Multi-Sensor Feature Fusion for Very High Spatial Resolution Built-Up Area Extraction in Temporary Settlements

Author(s)
Aravena Pelizari, P. et al.
Publication language
English
Pages
15pp
Date published
01 May 2018
Publisher
Remote Sensing of Environment, Volume 209
Type
Articles
Keywords
Forced displacement and migration, Refugee Camps, Shelter and housing
Countries
Jordan

Detailed and up-to-date knowledge on the situation in temporary settlements of forced migrants plays an important role for effective humanitarian assistance. These settlements emerge as planned or spontaneous camps or camp-like structures, characterized by a small-scale physical morphology and high dynamics. Information on the built-up area (BUA; i.e. areas occupied by buildings) in these settlements provides important evidence on the local situation.

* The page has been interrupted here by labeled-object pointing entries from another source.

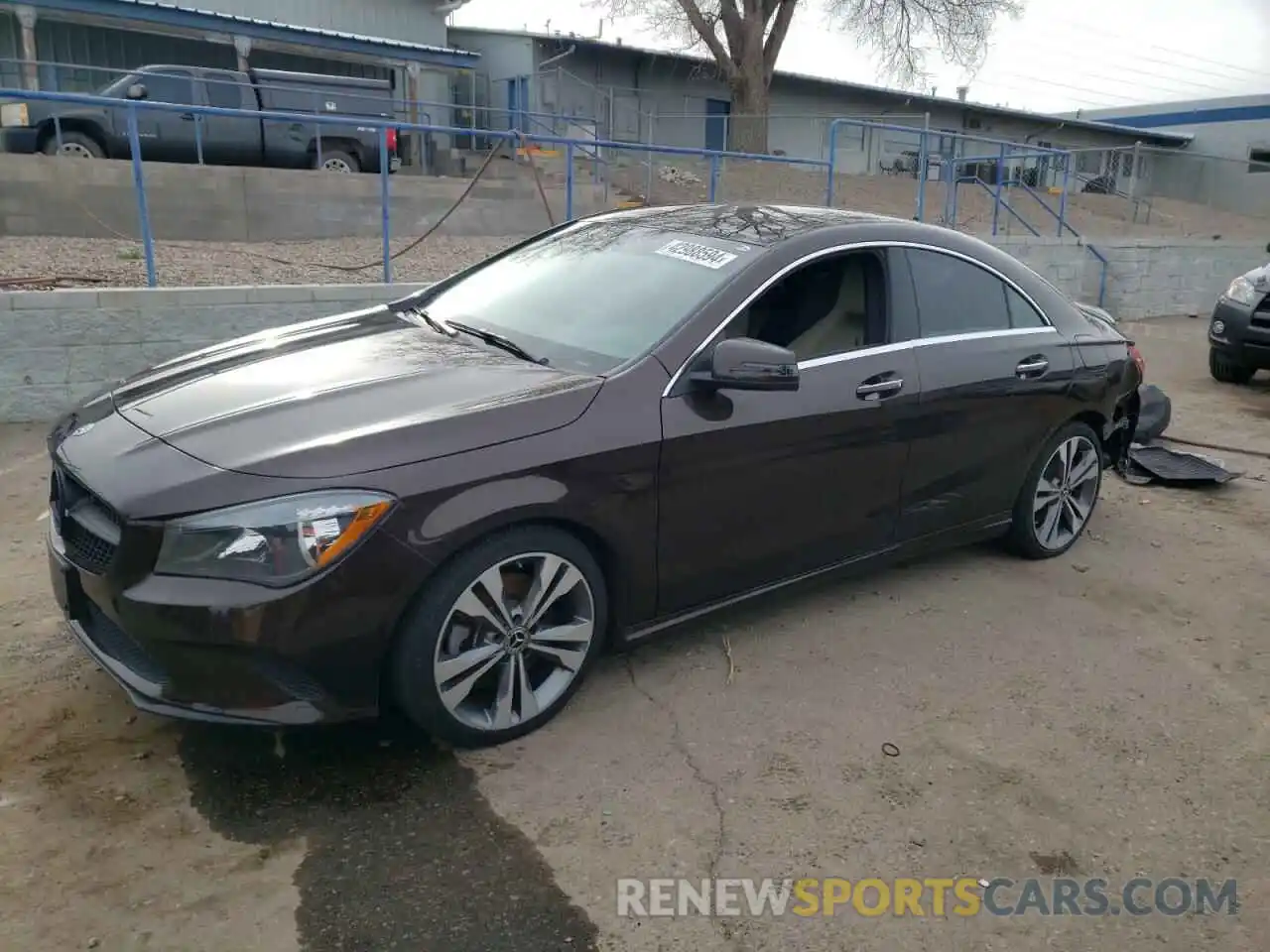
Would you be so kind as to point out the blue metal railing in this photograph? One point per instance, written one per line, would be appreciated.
(381, 126)
(924, 154)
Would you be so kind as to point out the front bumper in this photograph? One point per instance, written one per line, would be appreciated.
(181, 654)
(1245, 335)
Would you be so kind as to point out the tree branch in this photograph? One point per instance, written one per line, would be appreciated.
(776, 39)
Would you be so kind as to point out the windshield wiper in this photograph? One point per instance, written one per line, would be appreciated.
(435, 322)
(498, 340)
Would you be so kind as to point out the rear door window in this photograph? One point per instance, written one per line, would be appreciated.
(222, 90)
(955, 296)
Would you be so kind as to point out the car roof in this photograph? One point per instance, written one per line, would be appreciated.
(753, 223)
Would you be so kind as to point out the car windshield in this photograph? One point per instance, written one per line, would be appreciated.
(117, 87)
(593, 296)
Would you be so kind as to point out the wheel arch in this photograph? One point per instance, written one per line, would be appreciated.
(49, 130)
(339, 144)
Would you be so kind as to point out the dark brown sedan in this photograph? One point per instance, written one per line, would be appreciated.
(452, 503)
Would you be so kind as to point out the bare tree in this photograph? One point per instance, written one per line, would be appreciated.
(744, 39)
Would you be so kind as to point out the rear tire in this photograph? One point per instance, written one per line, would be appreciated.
(73, 145)
(502, 638)
(1060, 494)
(1227, 370)
(338, 162)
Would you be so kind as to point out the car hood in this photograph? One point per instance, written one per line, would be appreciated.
(347, 395)
(1259, 277)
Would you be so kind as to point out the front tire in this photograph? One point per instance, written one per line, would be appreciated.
(502, 638)
(1227, 370)
(73, 145)
(336, 162)
(1060, 494)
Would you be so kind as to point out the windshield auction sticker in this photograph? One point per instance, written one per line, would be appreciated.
(697, 254)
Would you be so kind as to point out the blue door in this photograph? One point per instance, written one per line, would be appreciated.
(716, 125)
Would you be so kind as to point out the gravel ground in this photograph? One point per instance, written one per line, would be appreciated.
(1106, 712)
(56, 262)
(111, 263)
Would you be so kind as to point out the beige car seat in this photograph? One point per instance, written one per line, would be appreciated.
(844, 326)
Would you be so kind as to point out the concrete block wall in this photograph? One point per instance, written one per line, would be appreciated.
(1146, 277)
(62, 347)
(44, 195)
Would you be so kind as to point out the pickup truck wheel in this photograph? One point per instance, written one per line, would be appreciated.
(73, 145)
(1225, 370)
(336, 162)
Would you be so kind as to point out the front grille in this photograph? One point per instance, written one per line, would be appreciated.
(90, 530)
(114, 642)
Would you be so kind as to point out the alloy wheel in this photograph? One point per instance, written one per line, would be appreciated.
(515, 642)
(1066, 492)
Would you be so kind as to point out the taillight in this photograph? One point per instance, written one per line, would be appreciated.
(1138, 359)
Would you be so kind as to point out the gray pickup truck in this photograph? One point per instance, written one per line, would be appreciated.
(102, 131)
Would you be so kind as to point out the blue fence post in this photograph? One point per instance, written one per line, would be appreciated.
(1062, 197)
(996, 191)
(833, 163)
(922, 176)
(139, 182)
(568, 181)
(318, 130)
(384, 202)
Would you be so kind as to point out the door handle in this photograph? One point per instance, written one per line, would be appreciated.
(879, 389)
(1032, 367)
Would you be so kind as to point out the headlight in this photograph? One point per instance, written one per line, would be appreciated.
(14, 116)
(273, 542)
(1241, 293)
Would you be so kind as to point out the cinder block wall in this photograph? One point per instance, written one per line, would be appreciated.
(1146, 277)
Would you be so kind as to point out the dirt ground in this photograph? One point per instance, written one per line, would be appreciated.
(1107, 711)
(42, 263)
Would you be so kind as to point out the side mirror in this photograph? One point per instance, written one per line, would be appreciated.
(744, 363)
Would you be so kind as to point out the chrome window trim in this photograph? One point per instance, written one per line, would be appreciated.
(924, 341)
(881, 348)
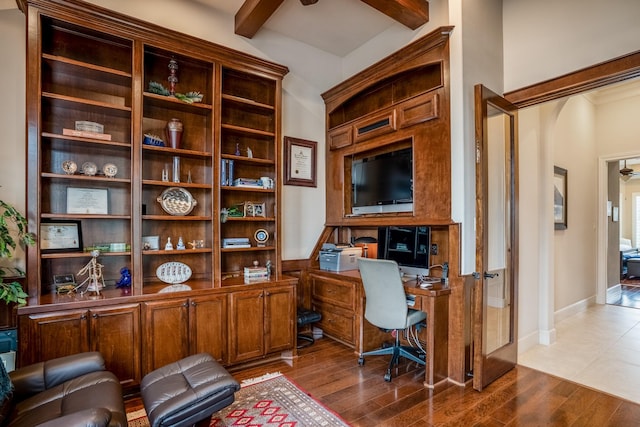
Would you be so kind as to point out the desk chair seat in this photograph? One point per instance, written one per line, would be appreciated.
(386, 308)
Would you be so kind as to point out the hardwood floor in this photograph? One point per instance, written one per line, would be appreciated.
(329, 372)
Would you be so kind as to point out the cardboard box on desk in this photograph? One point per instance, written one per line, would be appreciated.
(340, 258)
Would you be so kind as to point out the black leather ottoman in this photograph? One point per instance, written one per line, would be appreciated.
(187, 392)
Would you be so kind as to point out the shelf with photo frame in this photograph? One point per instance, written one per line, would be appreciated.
(228, 109)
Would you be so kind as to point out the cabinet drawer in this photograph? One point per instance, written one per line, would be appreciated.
(419, 110)
(341, 137)
(336, 322)
(333, 291)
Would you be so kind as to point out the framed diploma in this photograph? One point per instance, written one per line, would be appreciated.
(60, 236)
(88, 201)
(300, 162)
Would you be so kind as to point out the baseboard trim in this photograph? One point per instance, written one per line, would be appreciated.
(614, 293)
(573, 309)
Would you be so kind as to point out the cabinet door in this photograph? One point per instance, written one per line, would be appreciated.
(207, 323)
(115, 333)
(166, 337)
(246, 326)
(278, 316)
(52, 335)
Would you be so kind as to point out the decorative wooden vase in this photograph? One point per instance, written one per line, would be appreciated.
(174, 133)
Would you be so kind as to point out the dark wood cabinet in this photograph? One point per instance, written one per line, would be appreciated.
(337, 300)
(207, 325)
(176, 328)
(87, 63)
(115, 333)
(112, 330)
(166, 332)
(246, 325)
(261, 322)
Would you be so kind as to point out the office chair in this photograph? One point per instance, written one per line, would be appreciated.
(386, 308)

The objective of this work is to present a generic procedure for the detailed extraction of BUA in complex temporary settlements from very high spatial resolutionsatellite data collected by different sensor types. The proposed approach is embedded in the methodological framework of object-based image analysis and is compound of i) the computation of an exhaustive set of spectral-spatial features aggregated on multiple hierarchic segmentation scales, ii) filter based feature subset selection and iii) supervised classification using a Random Forest classifier. Experimental results are obtained based on Pléiades multispectral optical and TerraSAR-X Staring Spotlight Synthetic Aperture Radarsatellite imagery for six distinct but representative test areas within the refugee camp Al Zaatari in Jordan. The experiments include a detailed assessment of classification accuracy for varying configurations of considered feature types and training data set sizes as well as an analysis of the feature selection (FS) outcomes. We observe that the classification accuracy can be improved by the use of multiple segmentation levels as well as the integration of multi-sensor information and different feature types. In addition, the results show the potential of the applied FS approach for the identification of most relevant features. Accuracy values beyond 80% in terms of κ statistic and True Skill Statistic based on significantly reduced feature sets compared to the input underline the potential of the proposed method.